Note the objection of timber companies Weyerhaeuser and Sierra Pacific and the Washington Farm Forestry Association on Wednesday to the state Forest Practices Board’s approval of new timber harvest rules. The rules immediately expanded the authority of the state Department of Natural Resources to require landowners to provide more geotechnical information when planning timber harvests on potentially unstable land, as Herald Writer Jerry Cornfield reported Wednesday.
The process to rewrite the rules followed the March 22 landslide near Oso that killed 43 people. A report in July blamed heavy rain and previous landslides among the factors that caused the slide along the North Fork of the Stillaguamish River. There has been no official ruling that previous logging in the area of the slide was a contributing factor, but timber harvest is a concern on potentially unstable grades because it can cause more water to be absorbed and increase the soils’ instability and the likelihood of slides.
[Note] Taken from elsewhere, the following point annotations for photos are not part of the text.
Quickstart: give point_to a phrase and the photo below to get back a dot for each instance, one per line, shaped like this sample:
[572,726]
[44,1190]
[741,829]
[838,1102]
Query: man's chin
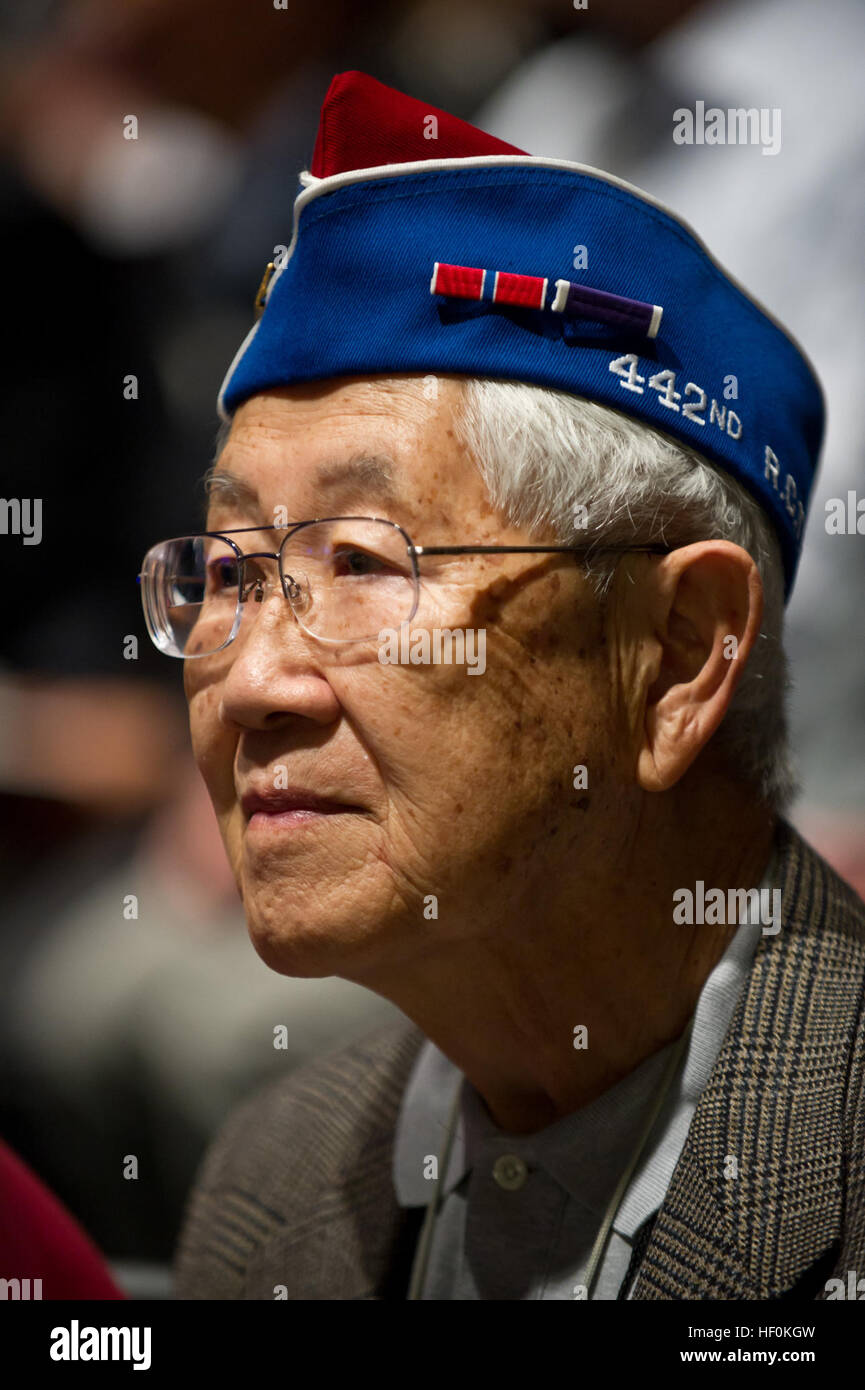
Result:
[305,948]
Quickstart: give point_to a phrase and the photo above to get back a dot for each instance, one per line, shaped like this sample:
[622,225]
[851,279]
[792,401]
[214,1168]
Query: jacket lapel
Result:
[754,1205]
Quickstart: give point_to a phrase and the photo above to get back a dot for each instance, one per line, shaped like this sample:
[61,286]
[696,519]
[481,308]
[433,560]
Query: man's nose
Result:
[273,673]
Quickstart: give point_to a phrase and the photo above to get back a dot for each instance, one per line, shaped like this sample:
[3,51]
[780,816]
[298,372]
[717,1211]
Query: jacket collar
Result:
[755,1198]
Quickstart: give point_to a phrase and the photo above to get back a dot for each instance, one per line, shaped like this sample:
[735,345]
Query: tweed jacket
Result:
[295,1198]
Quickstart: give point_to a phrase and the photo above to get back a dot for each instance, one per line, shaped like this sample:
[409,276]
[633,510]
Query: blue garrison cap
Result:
[423,245]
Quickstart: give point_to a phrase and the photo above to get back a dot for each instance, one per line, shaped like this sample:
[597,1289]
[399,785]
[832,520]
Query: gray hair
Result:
[544,455]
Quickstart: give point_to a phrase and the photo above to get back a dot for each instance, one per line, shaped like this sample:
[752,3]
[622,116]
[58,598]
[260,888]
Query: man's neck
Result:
[543,1023]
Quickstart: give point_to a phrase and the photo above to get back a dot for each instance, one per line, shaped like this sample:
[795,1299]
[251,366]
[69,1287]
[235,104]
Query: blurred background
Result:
[134,1011]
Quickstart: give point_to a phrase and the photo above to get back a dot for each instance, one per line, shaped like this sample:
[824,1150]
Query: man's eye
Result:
[221,574]
[353,562]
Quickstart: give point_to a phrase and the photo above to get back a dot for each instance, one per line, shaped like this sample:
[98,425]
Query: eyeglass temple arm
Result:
[537,549]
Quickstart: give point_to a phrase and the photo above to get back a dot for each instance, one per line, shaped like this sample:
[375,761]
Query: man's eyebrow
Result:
[225,487]
[360,477]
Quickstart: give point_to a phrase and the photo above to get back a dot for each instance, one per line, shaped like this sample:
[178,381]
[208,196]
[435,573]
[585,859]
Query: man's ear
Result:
[705,605]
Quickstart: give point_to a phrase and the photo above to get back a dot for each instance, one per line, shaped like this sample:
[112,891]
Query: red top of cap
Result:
[365,123]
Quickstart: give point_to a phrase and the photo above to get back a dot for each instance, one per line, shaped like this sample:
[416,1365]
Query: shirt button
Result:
[509,1172]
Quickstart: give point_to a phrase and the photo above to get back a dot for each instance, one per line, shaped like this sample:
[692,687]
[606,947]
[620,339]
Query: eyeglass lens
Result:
[345,580]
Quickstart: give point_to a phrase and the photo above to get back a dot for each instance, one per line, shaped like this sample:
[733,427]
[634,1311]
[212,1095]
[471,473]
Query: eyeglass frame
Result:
[413,551]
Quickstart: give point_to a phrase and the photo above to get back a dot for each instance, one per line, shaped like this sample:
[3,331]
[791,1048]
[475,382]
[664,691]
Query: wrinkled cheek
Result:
[213,748]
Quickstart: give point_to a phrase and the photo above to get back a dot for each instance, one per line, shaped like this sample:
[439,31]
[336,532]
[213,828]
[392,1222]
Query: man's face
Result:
[461,815]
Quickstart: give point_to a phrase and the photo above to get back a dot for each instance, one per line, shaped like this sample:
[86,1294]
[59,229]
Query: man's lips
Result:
[285,801]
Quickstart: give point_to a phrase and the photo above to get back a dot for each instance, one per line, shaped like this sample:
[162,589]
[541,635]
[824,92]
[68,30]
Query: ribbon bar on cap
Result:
[530,292]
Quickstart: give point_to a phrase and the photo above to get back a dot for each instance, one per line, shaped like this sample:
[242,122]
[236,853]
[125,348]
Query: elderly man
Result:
[483,653]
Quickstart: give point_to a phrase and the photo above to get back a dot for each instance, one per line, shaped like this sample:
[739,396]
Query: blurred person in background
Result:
[790,224]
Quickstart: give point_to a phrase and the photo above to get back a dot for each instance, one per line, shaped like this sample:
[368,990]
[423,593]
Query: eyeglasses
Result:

While a spokesman for the Washington Farm Forestry Association said a review of the rules was “well-intentioned,” the association’s Ken Miller said at an Olympia hearing prior to the Forest Practices Board’s decision that the process had been rushed and was an “overreaction” to the Oso tragedy and would create a disincentive for private forestland owners to harvest timber.
No doubt there will be some owners of private forestlands who will find the new requirements for additional data to be too expensive or time-consuming to make harvest of timber on some lands feasible. But ownership of property isn’t a guarantee of income and it comes with an implied contract for responsible use. There are other options for land that is deemed inappropriate for logging, including application for conservation easements that would cut the property taxes for land taken out of resource production.
In late October, 10 families, representing 14 of those who died in the Oso landslide, filed suit in King County Superior Court against Snohomish County, the state and an owner of forestland who had logged in the area, citing a failure to recognize dangers and take steps to protect lives and property, as Herald Writers Scott North and Rikki King reported on Oct. 27.
Simply put: The decision by the Forest Practices Board was neither rushed nor an “overreaction.” The rule changes seeking more information before ruling on a logging permit represent the state taking reasoned steps to promote resource production while protecting public safety.
At the same public hearing where the new rules were called an over-reaction, another industry group, the Washington Forest Protection Association, which promotes sustainable forestry, suggested the board consider the rule changes in the interim, so amendments can be made as may be necessary before they are made final in August. The board agreed.
Even so, the association’s Karen Terwilliger, said it was time to act.
“We understand the importance of dealing with this issue now,” she said.